La Cour constitutionnelle a annulé l'amnistie Meciar. Huit juges étaient pour, deux contre. Il s'agit en fait de plusieurs amnisties et de la grâce présidentielle accordée par le président Kovac à son fils. Les réactions politiques sont nombreuses. Tour d'horizon.
Le président de la République slovaque attend que la justice puisse enfin faire son travail 19 ans après. Andrej Kiska a déclaré que la population attendait des résultats de la part de la justice pour que l'on puisse enfin tourner la page de ce chapitre sombre de l'histoire du pays.
la lumière au bout du tunnel
Le président du parlement slovaque Andrej Danko rappelle qu'il s'agit là d'une première étape. Comparant avec le baccalauréat, il rappelle que ce verdict, c'est la première partie réussie de l'examen, reste encore le contrôle de la Cour européenne des droits de l'homme vers laquelle les personnes concernées par cette annulation pourraient se retourner. Cependant, cette décision de la Cour constitutionnelle est selon Andrej Danko la lumière au bout du tunnel. Il a reconnu que dans les années 1990 se sont passées des choses que l'on doit appréhender d'une façon particulière, sans pour autant juger qui que ce soit.
« Je ne vais pas juger monsieur Meciar, j'attends que les institutions judiciaires fassent leur travail. » Andrej Danko
Le vice-premier ministre Peter Pellegrini tout comme le Premier ministre Robert Fico estiment que cette annulation est la preuve que la résolution adoptée par la coalition gouvernementale est pleinement en conformité avec la constitution et confirme le bien-fondé de la méthode adoptée pour résoudre cette affaire.
« Tous ceux qui nous soupçonnaient d'un jeu déloyal se sont une fois de plus profondément trompés. » Robert Fico
Pour le député Erik Tomáš, qui fut l'un des premiers à soutenir l'annulation, cette décision de la Cour est une excellente nouvelle pour la Slovaquie.
« C'est une réponse claire à tous ceux qui spéculaient sur le manque de sincérité de l'initiative du Premier ministre et de la coalition.

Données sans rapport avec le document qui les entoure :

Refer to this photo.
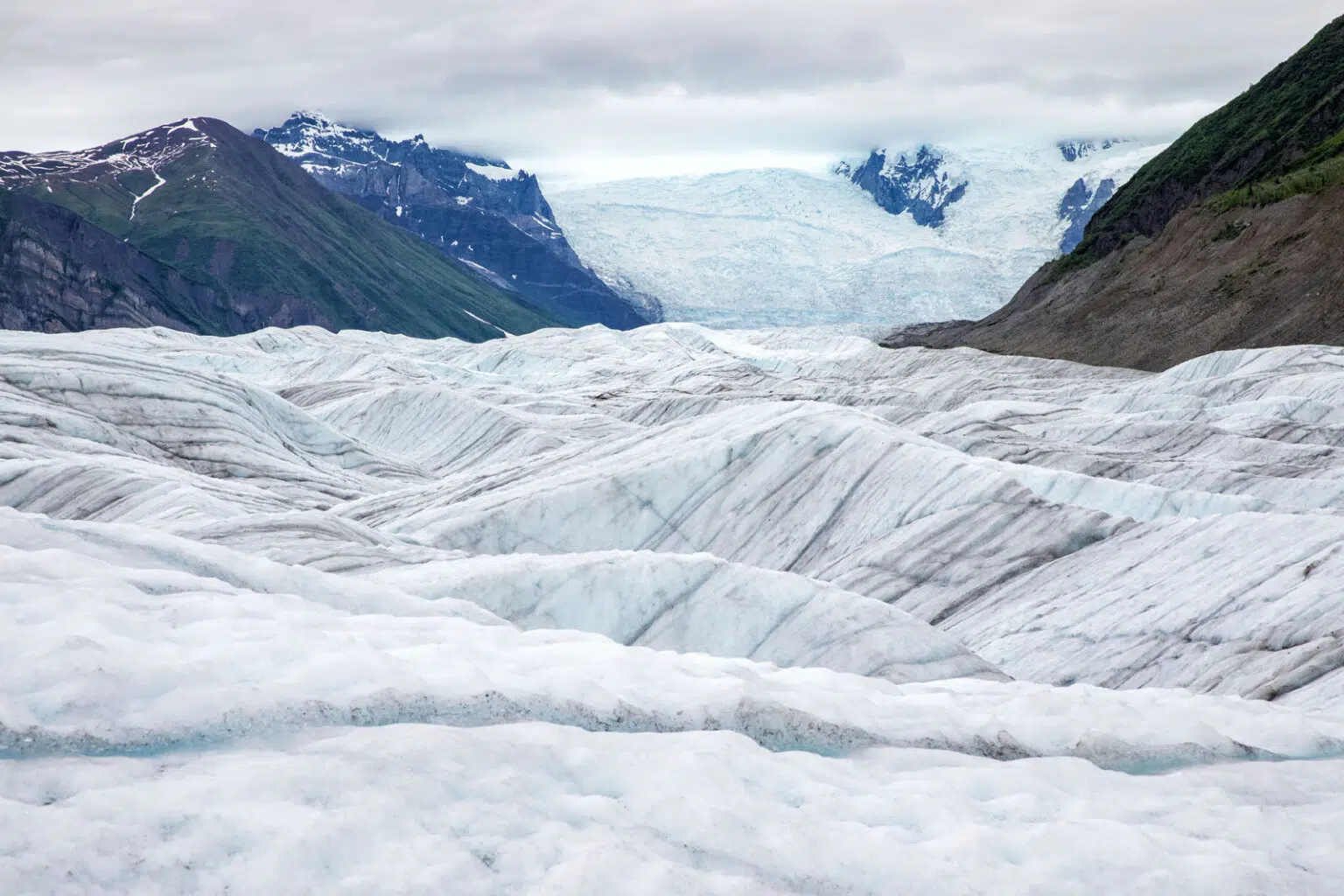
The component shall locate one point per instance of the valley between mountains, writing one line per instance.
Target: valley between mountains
(675, 609)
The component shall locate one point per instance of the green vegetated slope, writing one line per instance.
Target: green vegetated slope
(234, 215)
(1228, 240)
(1291, 121)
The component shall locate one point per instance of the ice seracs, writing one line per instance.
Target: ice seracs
(900, 236)
(674, 609)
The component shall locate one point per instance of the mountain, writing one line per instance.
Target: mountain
(471, 207)
(1228, 240)
(927, 234)
(198, 226)
(918, 185)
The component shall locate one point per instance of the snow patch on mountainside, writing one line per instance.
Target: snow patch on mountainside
(781, 248)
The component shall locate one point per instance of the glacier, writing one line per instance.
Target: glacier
(790, 248)
(668, 610)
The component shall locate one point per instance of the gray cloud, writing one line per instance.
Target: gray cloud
(556, 80)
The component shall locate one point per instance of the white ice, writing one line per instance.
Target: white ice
(674, 610)
(781, 248)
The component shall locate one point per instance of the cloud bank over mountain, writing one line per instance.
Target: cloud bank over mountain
(569, 78)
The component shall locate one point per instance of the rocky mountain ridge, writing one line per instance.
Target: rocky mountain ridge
(471, 207)
(198, 226)
(1228, 240)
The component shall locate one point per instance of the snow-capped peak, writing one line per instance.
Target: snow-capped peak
(920, 183)
(147, 150)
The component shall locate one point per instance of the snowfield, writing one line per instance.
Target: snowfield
(672, 610)
(784, 248)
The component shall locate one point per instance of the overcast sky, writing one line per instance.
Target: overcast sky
(641, 88)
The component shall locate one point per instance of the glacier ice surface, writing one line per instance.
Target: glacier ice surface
(672, 610)
(787, 248)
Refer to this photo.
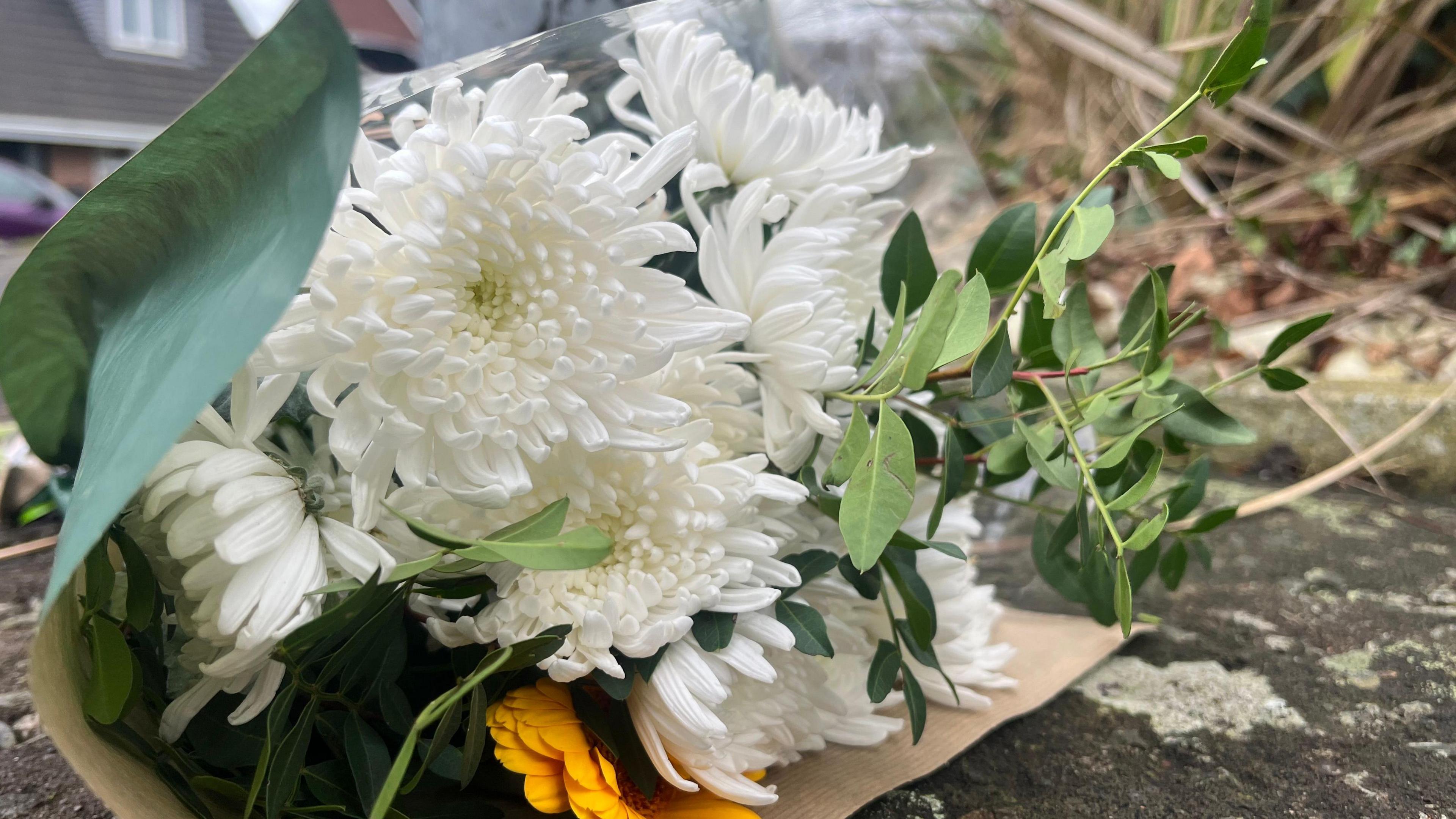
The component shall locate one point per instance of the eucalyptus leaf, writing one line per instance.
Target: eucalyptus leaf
(714, 630)
(993, 366)
(884, 670)
(854, 443)
(1200, 422)
(135, 310)
(1090, 228)
(1147, 533)
(113, 677)
(1052, 272)
(880, 492)
(973, 315)
(1292, 336)
(908, 261)
(928, 339)
(807, 626)
(1280, 379)
(1075, 331)
(1241, 57)
(1005, 251)
(1139, 490)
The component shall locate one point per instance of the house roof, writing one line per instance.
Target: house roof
(64, 85)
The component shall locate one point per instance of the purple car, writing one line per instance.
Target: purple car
(30, 203)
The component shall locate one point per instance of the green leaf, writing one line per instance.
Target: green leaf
(1141, 307)
(1139, 490)
(973, 315)
(1088, 230)
(915, 595)
(1212, 521)
(1173, 566)
(993, 366)
(1052, 273)
(634, 757)
(864, 582)
(1282, 381)
(1008, 457)
(1181, 149)
(884, 668)
(477, 734)
(1200, 422)
(880, 490)
(1123, 598)
(857, 438)
(135, 311)
(1114, 455)
(1144, 566)
(113, 674)
(580, 549)
(928, 339)
(287, 763)
(1241, 57)
(1147, 533)
(810, 633)
(142, 586)
(953, 471)
(1049, 552)
(541, 527)
(1074, 336)
(1059, 471)
(908, 260)
(101, 578)
(369, 758)
(714, 630)
(1005, 251)
(1292, 336)
(1152, 161)
(887, 353)
(811, 563)
(915, 703)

En tant que député du conseil national slovaque, je suis fier d'avoir pu ouvrir les portes à la justice grâce à mon vote.» Erik Tomáš
La ministre de la justice Lucia Žitňanská relève qu'après 19 ans et de nombreuses tentatives avortées, on a enfin réussi à effacer l'un des grands traumatismes du pays. Cette réussite s'explique selon elle par une concertation entre le gouvernement, le parlement, le président, qui a abouti à un résultat à la Cour constitutionnelle. Pour Bela Bugar, cette abrogation met un point final à l'ère du Meciarisme.
L'opposition salue aussi cette résolution. L'amnistie était une « tache sombre dans l'histoire de la Slovaquie » pour le député Martin Poliačik. Pour Ján Budaj, la cour constitutionnelle n'a pas déçu l'espoir des citoyens. Pour Boris Kollar, le gouvernement n'avait pas d'autre choix, il s'est déclaré satisfait de ne pas avoir voté pour rien. Il est important de prendre ses responsabilités et d'accepter la peine pour les actes commis, selon Alojz Hlina.